BST Insights

Quality Services Impact on Client

Written by Abigail Blackman | Jan 24, 2024 7:35:00 PM

We have data from organizations that use our software to show there is a wide variability and inconsistency in the quality of services being provided to clients. Ultimately, we do this work because we care about those that we serve and we strive to provide the highest quality service possible. Without having access to treatment fidelity data and doing regular analysis, it is unknown whether the quality of services provided are in fact optimal. 

Of the several hundred clients we’ve analyzed these data for, multiple of them are receiving services that are less than optimal which impacts the progress that they make. Specifically, for skill acquisition programming, 1 in 5 children are receiving treatment implemented below industry standards.

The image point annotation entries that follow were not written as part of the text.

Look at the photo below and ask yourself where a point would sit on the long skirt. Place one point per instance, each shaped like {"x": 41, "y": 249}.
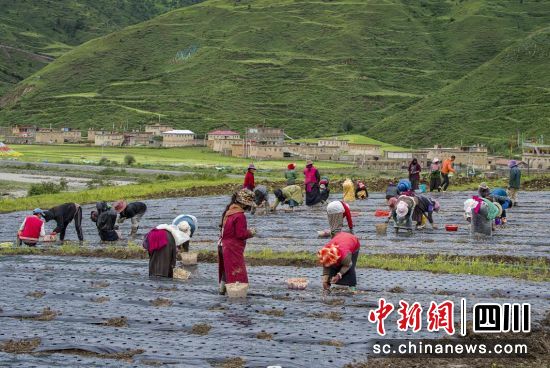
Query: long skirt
{"x": 231, "y": 265}
{"x": 313, "y": 196}
{"x": 349, "y": 278}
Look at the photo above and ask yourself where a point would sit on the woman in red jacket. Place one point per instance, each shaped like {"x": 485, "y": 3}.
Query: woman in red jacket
{"x": 249, "y": 178}
{"x": 234, "y": 233}
{"x": 339, "y": 257}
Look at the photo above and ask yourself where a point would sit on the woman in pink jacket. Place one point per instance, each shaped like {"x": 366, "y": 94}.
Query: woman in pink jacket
{"x": 234, "y": 233}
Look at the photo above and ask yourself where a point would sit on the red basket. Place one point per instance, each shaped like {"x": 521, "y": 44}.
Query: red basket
{"x": 451, "y": 227}
{"x": 381, "y": 213}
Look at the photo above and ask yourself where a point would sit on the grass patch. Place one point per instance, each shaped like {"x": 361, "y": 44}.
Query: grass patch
{"x": 181, "y": 187}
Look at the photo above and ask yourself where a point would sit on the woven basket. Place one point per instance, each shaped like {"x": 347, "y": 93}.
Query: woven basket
{"x": 237, "y": 290}
{"x": 181, "y": 274}
{"x": 382, "y": 229}
{"x": 297, "y": 283}
{"x": 188, "y": 259}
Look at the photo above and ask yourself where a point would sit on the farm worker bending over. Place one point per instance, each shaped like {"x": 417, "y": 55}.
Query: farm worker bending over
{"x": 425, "y": 206}
{"x": 291, "y": 195}
{"x": 348, "y": 190}
{"x": 105, "y": 219}
{"x": 361, "y": 191}
{"x": 391, "y": 191}
{"x": 234, "y": 233}
{"x": 435, "y": 175}
{"x": 311, "y": 182}
{"x": 193, "y": 226}
{"x": 261, "y": 198}
{"x": 514, "y": 182}
{"x": 339, "y": 258}
{"x": 162, "y": 245}
{"x": 63, "y": 215}
{"x": 402, "y": 213}
{"x": 249, "y": 178}
{"x": 290, "y": 174}
{"x": 336, "y": 211}
{"x": 324, "y": 189}
{"x": 446, "y": 169}
{"x": 133, "y": 211}
{"x": 32, "y": 229}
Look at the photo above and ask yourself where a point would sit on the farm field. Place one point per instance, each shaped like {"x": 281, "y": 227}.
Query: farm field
{"x": 185, "y": 157}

The above graph depicts data for 10 different skill acquisition procedures or areas of treatment. We have data for DTT, verbal behavior, pairing, play, social skills, NET, FCT, instructional control, other, and general. 

Thankfully, most of these program types are implemented with high to optimal performance (i.e., dark and light green bars). However, you do see some moderate to non-adherence across (i.e., yellow, orange, and red bars) categories. Therefore, there is still room for improvement. 

For behavior reduction, 1 in 3 children are receiving treatment implemented below industry standards.

The above graph depicts data for 7 different behavior reduction procedures. They are a general behavior reduction evaluation, DRA, DRH, DRI, DRL, DRO, and NCR. 

The frequency of behavior reduction program implementation evaluation is concerning. The data reveal that one in every five skill acquisition program evaluations contains an evaluation of behavior program implementation. It is hard to know whether these data are representative of the programs that are in place in practice or if more behavior reduction evaluations should be occurring more frequently in practice. 

These data reveal a different pattern than we observed in the previous graphs, as only two evaluation tools (i.e., DRH, DRL) have been implemented with more than 80% optimal adherence. The other five tools display a lot of low and nonadherence to protocol implementation. 

There are several questions we can ask ourselves as a field to determine how to improve these fidelity scores. First, we need to determine what providers are struggling with. Completing component analyses can help to determine what items within the fidelity checklist individual providers or providers as a whole are struggling with. Our analysis of the behavior reduction component integrity revealed no overarching area for concern. Rather, individual providers struggled to implement a variety of steps in practice. 

An analysis of the data revealed that many evaluations only contained data for one occurrence of a provider responding to problem behavior. It is possible that this does not reveal an accurate depiction of how people implement the program. We would be interested in seeing what the data look like in this area if more data were collected on provider implementation to determine if these data are truly representative of what is happening in practice. 

Regardless, we need to do something about these concerning data! Providers need to know how to respond to problem behavior. Supervisors need to understand how their providers are responding to problem behavior; thus, we recommend more data be collected so individual supervisors and organizational leaders can determine how to best support providers in responding to problematic behaviors. 

This is not only important from the perspective of decreasing relevant client behaviors, but it also may be potentially putting providers and clients are risk for injury if it is not responded to appropriately.

We can do better and we are already starting to do so because we have access to industry data to make impactful decisions for organizations and the field.